Nusantarakini.com, Jepara. Satu hal ironis, di satu sisi memilih pemimpin adalah hal yang baik dan penting serta diwajibkan oleh agama, tetapi masyarakat yang agamis ini, Pilkada langsung hadir sebagai musibah periodik. Pada masa pilkada sering terjadi ketegangan yang luar biasa tinggi. Ketegangan itu mengancam kerukunan dan kebersamaan. Usaha kami untuk mengusahakan kemaslahatan bersama itu menjadi berantakan gara-gara program politik demokrasi, pilkada langsung.
Hal itu disampaikan Bapak Profesor Purwo Santoso dalam Sarasehan Budaya: Jepara dulu, kini dan yang akan datang, tanggal 10 September 2016 di Pendopo Kabupaten Jepara. Sarasehan ini menghadirkan juga Bapak Dr. Arief Akhyat dan Dr. Ahmad Uzair.
“Problemnya adalah ketika kita ngomong demokrasi lalu kita yang hadir adalah ego individu, ego yang sifatnya segmental, sehingga kolektifitas kebersamaan rakyat itu terabaikan, karena ego masing-masing orang itu beradu untuk berebut menang. Sehingga kerakyatan itu hilang oleh nafsu kemenangan.” Begitu lanjut pak Purwo.

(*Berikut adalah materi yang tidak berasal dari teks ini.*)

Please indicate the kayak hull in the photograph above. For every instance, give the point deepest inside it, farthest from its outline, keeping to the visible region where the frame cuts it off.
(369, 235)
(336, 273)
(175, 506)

Demokrasi adalah kontrol publik, sehingga publiklah yang melakukan kontrol. Tetapi publik itu itu hilang, tetapi yang ada adalah aku kecil. Bukan aku bersama. Dorongan untuk mengusahakan kemaslahatan bersama hilang karena karena kartu suaranya dijual kepada kontestan. Sehingga transaksi itu sah kalau kita memperlakukan diri kita sebagai tubuh individu, tapi kehilangan naluri publiknya. Transaksi itu adalah pelacuran naluri publik.
Secara keagamaan kita dianjurkan untuk memilih pemimpin tapi yang senyatanya terbukti terpilih di mana-mana itu adalah yang punya kekuatan untuk membeli suara. Sehingga pemilihan pemimpin itu terjebak di dalam proses legitimasi para pemenang.
Pak Purwo Santoso mengusulkan, lapis masyarakat terdidik punya peranan strategis untuk mengawal pilkada, memastikan pertarungan politik itu dalam koridor kepantasan. Selain itu untuk menjaga kebersamaan dan akal sehat demi kemaslahatan bersama. Sehingga keharusan melakukan kontestasi tidak menghasilkan mudhorot atau keburukan.
Untuk melakukan itu, masyarakat terdidik perlu membangun jejaring. Jejaring orang yang punya nurani, punya keinginan agar hidupnya lebih bermanfaat, jejaring dari orang dari berbagai agama, universitas dan almamater. Dan untuk mengawal itu semua, saya kira harus ada tim yang bekerja cukup keras, membentuk sekretariat, untuk melakukan hal teknis untuk orang banyak.